MOSCOW, May 27. /TASS/. Tbilisi has not officially confirmed the intention to welcome Russian experts to study the operations of Richard Lugar Center for Public Health Research extended by the Georgian Foreign Ministry, member of the Russian Federation Council (upper house of parliament), Russian envoy to talks with Georgia Grigory Karasin told TASS Wednesday.
"There is always official exchange between states in the form of verbal notes or letters, appeals which are formulated in official letters and sent to the other side in hopes for a certain reaction. In fact, we are yet to receive any reaction to our latest request," he said.

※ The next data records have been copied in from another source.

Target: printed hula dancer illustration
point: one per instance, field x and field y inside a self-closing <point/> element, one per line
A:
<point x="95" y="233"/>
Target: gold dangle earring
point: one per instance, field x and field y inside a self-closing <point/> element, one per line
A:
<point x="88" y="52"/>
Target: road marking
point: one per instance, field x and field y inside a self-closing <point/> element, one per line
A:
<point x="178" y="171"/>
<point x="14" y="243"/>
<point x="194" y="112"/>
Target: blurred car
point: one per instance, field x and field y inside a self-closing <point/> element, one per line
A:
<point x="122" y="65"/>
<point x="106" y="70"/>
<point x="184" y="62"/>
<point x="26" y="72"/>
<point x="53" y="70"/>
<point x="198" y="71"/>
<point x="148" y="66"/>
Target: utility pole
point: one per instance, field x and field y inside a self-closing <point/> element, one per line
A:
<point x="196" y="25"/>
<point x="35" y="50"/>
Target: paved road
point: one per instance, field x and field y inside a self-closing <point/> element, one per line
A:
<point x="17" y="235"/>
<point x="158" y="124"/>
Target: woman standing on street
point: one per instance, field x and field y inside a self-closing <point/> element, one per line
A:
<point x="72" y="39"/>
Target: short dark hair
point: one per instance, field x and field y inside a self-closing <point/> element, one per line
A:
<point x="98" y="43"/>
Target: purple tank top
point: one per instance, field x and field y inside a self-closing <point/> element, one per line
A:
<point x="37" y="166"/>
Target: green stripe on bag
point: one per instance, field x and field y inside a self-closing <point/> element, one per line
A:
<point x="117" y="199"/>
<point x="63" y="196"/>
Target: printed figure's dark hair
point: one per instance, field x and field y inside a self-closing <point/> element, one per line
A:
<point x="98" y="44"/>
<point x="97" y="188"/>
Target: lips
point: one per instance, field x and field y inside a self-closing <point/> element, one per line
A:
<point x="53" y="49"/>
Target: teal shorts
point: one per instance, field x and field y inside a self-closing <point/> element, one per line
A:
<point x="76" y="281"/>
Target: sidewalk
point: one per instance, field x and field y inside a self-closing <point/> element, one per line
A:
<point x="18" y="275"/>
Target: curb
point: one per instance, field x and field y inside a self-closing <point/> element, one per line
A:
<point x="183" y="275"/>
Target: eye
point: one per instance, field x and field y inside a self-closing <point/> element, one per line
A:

Earlier on Wednesday, the Georgian Foreign Ministry announced readiness to invite Russian experts to inspect the activities of the research center but only within the jurisdiction of the UN Biological Weapons Convention mechanisms. "Being a responsible member of the UN Biological Weapons Convention, Georgia was ready in the past and will be ready in the future to welcome relevant Russian experts with access to laboratory infrastructure of corresponding security level. However, this visit can only take place in accordance with the convention mechanisms," the statement reads, underlining that the Russian experts will not be invited separately. Moreover, the diplomatic agency also said that the laboratory is fully owned by Georgia and rejected the idea that its US partners play any roles or carry out any functions in the center. "Moreover, they cannot perform any research independently," the ministry stressed.
The Russian senator recalled that Moscow officially submitted a request to visit Richard Lugar laboratory back in June 2019 but "still has not received any clear answer regarding this rather crucial and sensitive issue, especially considering what is happening now in the world." "Therefore, we continue discussing this topic and will hope that the Georgian side will be considerate to the concerns all its neighbors, including Russia, have in view of this," Karasin explained.
He added that a personal meeting with Georgian prime minister’s special envoy for settling relations with Russia Zurab Abashidze can possibly be held in summer. "I would like to meet in person. Video conference is no substitute to a face-to-face meeting, but we maintain contact by phone quite regularly and discuss the most relevant topics. I still hope that the meeting will be more possible in July-August," the Russian senator pointed out.
Russia has repeatedly expressed its concern over the work of the Georgia-based Richard Lugar Center for Public Health Research. Opened near Tbilisi’s international airport in 2011 under a US governmental program, the center specializes in the study of biological threats. Georgia’s former State Security Minister Igor Giorgadze told reporters in late 2018 that he had evidence that the lab was carrying out dangerous experiments and called on US President Donald Trump to investigate its activities. Giorgadze claimed that US military and private contractors could be engaged in secret experiments on humans there. Georgia dismissed these allegations as absurd while Moscow said it would request the lab-related documents from the United States.